Wa katsiirun minhum faasiquun. Dan kebanyakan di antara mereka adalah orang yang fasiq (rusak). Yang hatinya sama sekali tidak terikat dengan Kitabnya. Semua hanya menjadi sekedar ritual ibadah saja. Ini sangat tragis.
Dan jika kita bercermin, sangat tragis pula ketika keterikatan kita dengan Al-Qur’an hanyalah untuk sekedar perkara ritual ibadah saja. Tidak lebih dari itu. Itulah yang dikeluhkan oleh ayat ini.
Ketika hati mengeras, sebenarnya hati itu seperti sudah mati. Dan di ayat selanjutnya Allah membuat perumpamaan yang benar-benar indah:
I’lamuu annallaha yuhyil ardho ba’da mawtihaa. Ketahuilah bahwa Allah menghidupkan bumi sesudah matinya. Subhaanallah.
Ayat sebelumnya mengatakan bahwa hati menjadi keras, ia mati. Dan Allah mengatakan bahwa Allah tahu cara membuat bumi yang mati menjadi hidup. Apakah kita pikir Allah tidak bisa menghidupkan hati kita lagi?
Qod bayyannaa lakumul aayaati la’allakum ta’kiluun. Kami telah menjelaskan kepadamu tanda-tanda kebesaran Kami supaya kamu memikirkannya.
Pikirkanlah… pikirkanlah apa yang Allah katakan, ketika Dia bisa menghidupkan lagi hati yang mati.
Bayangkan misalnya ketika musim kemarau, atau musim gugur. Ketika daun berguguran, tanah mengering, dsb. Lalu ketika musim semi tiba, semua tiba-tiba menjadi hijau. Tanaman tumbuh, pohon-pohon berkembang dan berbunga.
Bulan Ramadhan ini adalah musim semi untuk hati kita. Bulan Ramadhan adalah ketika hati kita kembali hidup. Karena kita kembali terikat dengan Al-Qur’an. Begitulah seharusnya.

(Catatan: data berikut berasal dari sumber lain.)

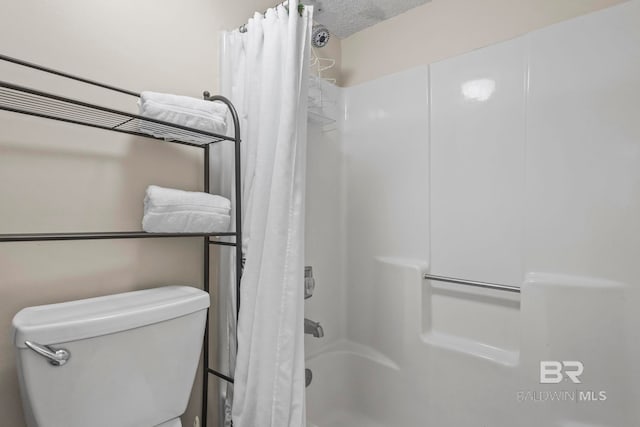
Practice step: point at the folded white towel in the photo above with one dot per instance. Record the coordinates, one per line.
(181, 110)
(167, 210)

Dan musim semi ini tidak harus kembali menjadi musim gugur. Itu terserah kepada kita. Allah memfokuskan 30 hari ini agar kita bisa menghindari hawa nafsu untuk fokus kepada semangat beribadah saja. Jika kita bisa menjaga semangat ini setelah bulan Ramadhan. Kita baca Al-Qur’an setiap hari, kita pahami artinya, dan serius merenunginya. Kita ambil pengingat dari ayat Al-Qur’an setiap harinya. Sedikit demi sedikit kita menjadi lebih paham setiap harinya. Sedikit demi sedikit mendekat kepada Allah setiap harinya. Maka kita tidak akan seperti mereka yang telah diberi Kitab di masa lalu, yang hatinya tidak terpengaruh oleh Kitabnya.
Al-Qur’an itu bagai air. Kita tidak bisa bilang: “Oh saya sudah minum air minggu yg lalu. Belum butuh minum lagi.”

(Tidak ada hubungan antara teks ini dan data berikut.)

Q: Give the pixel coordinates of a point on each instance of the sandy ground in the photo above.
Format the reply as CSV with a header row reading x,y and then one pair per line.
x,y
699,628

Nope. Kita membutuhkannya berkali-kali setiap hari.
Begitu pun dengan Al-Qur’an, hati kita membutuhkannya berkali-kali setiap hari. Bukan seminggu sekali. Bukan sebulan sekali. Apalagi setahun sekali.
Kita membutuhkannya sesering mungkin agar hati kita tetap hidup, dan tidak berangsur-angsur mengeras, sekeras besi, sehingga akhirnya mati.